La trampa de la pobreza

Hay pocos debates tan repetitivos –y tan rígidos en lo ideológico—como los que se refieren al crecimiento y la justicia económica. Por supuesto, el crecimiento no puede garantizar que la riqueza se distribuya de manera justa –ya no digamos equitativa. Sin embargo, es imposible concebir que la caida en el ingreso genere mayor justicia en el mundo.

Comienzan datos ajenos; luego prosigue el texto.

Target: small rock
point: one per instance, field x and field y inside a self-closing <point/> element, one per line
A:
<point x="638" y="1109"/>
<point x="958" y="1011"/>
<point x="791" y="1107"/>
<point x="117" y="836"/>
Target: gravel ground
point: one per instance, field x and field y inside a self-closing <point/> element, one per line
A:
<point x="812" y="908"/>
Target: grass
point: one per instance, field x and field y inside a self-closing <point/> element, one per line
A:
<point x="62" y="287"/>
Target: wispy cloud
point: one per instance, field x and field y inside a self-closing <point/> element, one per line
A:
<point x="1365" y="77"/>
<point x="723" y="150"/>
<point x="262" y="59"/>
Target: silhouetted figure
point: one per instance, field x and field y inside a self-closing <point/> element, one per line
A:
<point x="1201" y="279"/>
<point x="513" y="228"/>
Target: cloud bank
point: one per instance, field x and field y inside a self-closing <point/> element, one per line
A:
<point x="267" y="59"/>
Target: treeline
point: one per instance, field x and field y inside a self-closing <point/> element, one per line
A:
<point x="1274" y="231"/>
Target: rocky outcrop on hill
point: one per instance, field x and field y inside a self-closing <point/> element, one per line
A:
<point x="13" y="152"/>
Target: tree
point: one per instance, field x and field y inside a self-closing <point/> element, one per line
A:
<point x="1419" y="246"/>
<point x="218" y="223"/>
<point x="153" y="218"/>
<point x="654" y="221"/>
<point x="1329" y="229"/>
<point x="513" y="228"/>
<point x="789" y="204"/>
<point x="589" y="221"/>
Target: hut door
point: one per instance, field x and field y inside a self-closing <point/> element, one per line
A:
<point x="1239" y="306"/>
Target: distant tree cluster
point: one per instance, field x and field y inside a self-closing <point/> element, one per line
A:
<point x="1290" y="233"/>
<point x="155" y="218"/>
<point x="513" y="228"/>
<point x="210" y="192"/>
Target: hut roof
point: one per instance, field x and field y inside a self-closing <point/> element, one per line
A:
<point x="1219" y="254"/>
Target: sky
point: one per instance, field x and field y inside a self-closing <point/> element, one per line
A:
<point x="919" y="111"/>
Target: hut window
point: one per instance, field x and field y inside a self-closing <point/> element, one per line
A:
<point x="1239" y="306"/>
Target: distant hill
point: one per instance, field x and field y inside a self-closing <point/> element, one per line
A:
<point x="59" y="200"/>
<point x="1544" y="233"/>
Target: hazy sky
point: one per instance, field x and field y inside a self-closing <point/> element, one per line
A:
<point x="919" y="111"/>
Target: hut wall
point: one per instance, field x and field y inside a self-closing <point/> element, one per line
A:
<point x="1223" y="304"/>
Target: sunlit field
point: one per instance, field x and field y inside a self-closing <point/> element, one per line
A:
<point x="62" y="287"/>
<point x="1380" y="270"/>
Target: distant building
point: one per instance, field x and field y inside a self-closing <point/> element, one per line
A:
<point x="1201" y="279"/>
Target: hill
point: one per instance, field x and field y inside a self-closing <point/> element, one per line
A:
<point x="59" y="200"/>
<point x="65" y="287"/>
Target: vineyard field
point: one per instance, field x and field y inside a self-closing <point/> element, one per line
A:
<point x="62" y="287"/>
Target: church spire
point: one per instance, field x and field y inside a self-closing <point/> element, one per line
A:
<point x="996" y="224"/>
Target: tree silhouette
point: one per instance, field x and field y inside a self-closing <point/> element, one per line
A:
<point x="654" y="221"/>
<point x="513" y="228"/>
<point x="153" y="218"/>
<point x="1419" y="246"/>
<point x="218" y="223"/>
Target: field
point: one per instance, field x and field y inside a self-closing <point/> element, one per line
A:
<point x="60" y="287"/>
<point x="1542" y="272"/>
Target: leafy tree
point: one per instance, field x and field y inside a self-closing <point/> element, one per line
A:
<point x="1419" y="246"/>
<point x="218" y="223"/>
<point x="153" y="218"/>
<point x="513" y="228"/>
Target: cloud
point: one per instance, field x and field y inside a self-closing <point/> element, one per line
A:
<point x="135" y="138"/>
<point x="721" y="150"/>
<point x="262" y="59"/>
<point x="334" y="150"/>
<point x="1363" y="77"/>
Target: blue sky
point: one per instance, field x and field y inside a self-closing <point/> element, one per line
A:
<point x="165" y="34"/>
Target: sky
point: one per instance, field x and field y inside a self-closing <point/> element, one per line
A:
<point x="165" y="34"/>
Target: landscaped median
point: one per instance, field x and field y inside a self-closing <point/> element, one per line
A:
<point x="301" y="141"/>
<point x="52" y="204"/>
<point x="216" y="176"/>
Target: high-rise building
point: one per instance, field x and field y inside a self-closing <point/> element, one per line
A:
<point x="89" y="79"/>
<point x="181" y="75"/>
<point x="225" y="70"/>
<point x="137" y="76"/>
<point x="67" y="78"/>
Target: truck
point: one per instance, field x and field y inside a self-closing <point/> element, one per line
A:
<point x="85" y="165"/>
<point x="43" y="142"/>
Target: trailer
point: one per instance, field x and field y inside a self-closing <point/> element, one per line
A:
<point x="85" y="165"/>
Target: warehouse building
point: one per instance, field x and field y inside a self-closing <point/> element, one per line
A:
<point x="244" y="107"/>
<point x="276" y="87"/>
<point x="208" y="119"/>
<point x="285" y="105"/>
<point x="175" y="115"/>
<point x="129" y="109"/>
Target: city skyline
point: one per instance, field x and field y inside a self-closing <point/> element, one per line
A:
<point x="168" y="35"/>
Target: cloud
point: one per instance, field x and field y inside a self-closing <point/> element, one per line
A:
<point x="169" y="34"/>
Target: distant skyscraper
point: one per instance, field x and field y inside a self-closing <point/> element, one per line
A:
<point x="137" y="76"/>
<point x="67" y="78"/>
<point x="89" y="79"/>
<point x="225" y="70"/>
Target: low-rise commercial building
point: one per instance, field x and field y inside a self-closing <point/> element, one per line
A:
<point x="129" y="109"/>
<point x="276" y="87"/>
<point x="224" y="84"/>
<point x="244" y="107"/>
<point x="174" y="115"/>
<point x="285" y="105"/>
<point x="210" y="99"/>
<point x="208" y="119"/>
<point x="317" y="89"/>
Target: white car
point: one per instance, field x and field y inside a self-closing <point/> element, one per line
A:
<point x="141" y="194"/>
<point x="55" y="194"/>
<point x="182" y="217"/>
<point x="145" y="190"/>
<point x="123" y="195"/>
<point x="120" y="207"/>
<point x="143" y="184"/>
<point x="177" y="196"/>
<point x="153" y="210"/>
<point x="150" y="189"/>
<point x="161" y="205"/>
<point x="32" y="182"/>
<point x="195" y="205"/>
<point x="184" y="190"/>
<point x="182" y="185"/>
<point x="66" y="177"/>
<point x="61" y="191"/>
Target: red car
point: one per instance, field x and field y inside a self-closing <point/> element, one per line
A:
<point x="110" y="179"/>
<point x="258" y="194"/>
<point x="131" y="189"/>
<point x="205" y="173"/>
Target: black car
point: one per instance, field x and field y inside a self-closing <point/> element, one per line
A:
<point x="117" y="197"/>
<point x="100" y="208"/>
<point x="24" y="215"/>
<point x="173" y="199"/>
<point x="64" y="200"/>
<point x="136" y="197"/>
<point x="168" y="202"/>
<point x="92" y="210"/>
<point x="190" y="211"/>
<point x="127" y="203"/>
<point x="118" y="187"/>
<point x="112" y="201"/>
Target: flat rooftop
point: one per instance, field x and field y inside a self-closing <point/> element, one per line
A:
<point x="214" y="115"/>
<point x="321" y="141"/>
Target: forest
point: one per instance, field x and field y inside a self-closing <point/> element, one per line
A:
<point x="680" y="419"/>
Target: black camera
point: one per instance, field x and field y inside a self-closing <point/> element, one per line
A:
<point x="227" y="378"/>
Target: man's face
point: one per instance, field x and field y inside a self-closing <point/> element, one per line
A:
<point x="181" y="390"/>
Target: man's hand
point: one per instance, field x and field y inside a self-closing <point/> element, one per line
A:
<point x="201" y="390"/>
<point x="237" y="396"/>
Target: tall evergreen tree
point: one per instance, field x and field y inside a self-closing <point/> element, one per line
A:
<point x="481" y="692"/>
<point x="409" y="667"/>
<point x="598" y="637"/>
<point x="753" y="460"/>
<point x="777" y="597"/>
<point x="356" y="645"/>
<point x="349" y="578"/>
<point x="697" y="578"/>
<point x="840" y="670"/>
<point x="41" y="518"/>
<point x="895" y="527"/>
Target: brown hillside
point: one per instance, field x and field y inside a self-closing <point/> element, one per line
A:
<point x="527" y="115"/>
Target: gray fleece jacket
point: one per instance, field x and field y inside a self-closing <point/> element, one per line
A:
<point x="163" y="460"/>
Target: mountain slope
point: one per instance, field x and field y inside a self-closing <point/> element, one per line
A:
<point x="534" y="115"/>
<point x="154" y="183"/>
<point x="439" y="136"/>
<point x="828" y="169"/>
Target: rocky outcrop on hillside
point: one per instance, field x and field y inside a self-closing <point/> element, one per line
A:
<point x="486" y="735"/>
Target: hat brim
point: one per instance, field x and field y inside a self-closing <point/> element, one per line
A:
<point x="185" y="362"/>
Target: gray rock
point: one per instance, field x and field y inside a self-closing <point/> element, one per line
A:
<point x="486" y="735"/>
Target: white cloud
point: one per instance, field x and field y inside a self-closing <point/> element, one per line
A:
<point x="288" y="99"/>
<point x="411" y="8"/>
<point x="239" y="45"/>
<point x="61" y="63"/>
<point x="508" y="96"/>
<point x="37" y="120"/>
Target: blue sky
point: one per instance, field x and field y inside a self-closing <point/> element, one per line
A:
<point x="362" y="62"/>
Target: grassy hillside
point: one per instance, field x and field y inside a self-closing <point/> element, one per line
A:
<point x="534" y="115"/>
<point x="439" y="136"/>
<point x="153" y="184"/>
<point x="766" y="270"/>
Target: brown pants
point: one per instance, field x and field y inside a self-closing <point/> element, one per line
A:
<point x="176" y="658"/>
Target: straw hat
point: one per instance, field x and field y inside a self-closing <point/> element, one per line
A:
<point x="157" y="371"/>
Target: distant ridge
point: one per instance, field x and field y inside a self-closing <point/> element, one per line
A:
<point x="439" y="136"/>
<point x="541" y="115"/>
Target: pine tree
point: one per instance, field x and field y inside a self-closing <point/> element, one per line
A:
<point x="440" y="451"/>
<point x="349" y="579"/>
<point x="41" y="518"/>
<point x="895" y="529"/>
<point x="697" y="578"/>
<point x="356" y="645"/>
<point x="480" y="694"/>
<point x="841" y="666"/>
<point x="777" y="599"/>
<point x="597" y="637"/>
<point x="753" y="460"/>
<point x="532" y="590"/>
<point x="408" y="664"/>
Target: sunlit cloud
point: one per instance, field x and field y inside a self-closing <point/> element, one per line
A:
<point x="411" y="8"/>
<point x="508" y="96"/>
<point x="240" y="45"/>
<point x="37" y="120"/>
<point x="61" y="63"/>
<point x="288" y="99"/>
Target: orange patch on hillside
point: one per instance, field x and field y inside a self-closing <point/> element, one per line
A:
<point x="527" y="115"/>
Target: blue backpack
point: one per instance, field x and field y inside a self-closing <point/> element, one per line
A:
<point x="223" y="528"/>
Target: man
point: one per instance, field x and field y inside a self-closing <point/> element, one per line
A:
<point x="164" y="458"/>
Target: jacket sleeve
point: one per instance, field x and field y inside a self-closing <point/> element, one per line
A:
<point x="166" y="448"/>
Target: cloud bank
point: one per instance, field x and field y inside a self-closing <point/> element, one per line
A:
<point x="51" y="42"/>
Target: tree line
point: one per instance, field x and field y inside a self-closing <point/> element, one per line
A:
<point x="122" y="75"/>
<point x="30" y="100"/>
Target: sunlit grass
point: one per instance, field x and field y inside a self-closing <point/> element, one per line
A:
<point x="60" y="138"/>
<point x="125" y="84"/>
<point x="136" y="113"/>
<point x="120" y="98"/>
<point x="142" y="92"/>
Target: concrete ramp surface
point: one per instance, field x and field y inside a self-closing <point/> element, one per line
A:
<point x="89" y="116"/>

Ni la intensidad de los argumentos, ni los cerros de datos sofisticados me pueden quitar la sensación de que este debate está atascado y atrofiado: atascado porque más allá de la noción de que el crecimiento es una condición necesaria pero insuficiente para reducir la pobreza, nuestras ideas al respecto han cambiado poco a lo largo de los años; atrofiado porque con frecuencia los argumentos no toman en cuenta dos factores vitales. El primero es una idea clara de cómo medir la justicia, en especial los efectos netos de disyuntivas como, digamos, el trabajo infantil, por un lado, y la muerte de inanición por el otro. El segundo elemento faltante se refiere al peso que debe darse a factores no materiales al medir la distribución de recompensas materiales tanto en los países ricos como en los pobres.

Todos estos argumentos gastados se repitieron la semana pasada durante la cumbre del G-8 en Okinawa. Para los economistas y diseñadores de política tradicionales, no fue difícil demostrar que el establecimiento y la expansión de un sistema mundial de comercio abierto y regulado crea riquezas extraordinarias. Pero tales “pruebas” hicieron poca mella en sus opositores, quienes sostienen que la globalización agrava la pobreza y la desigualdad, al tiempo que se convierte en una plaga para las comunidades y el medio ambiente.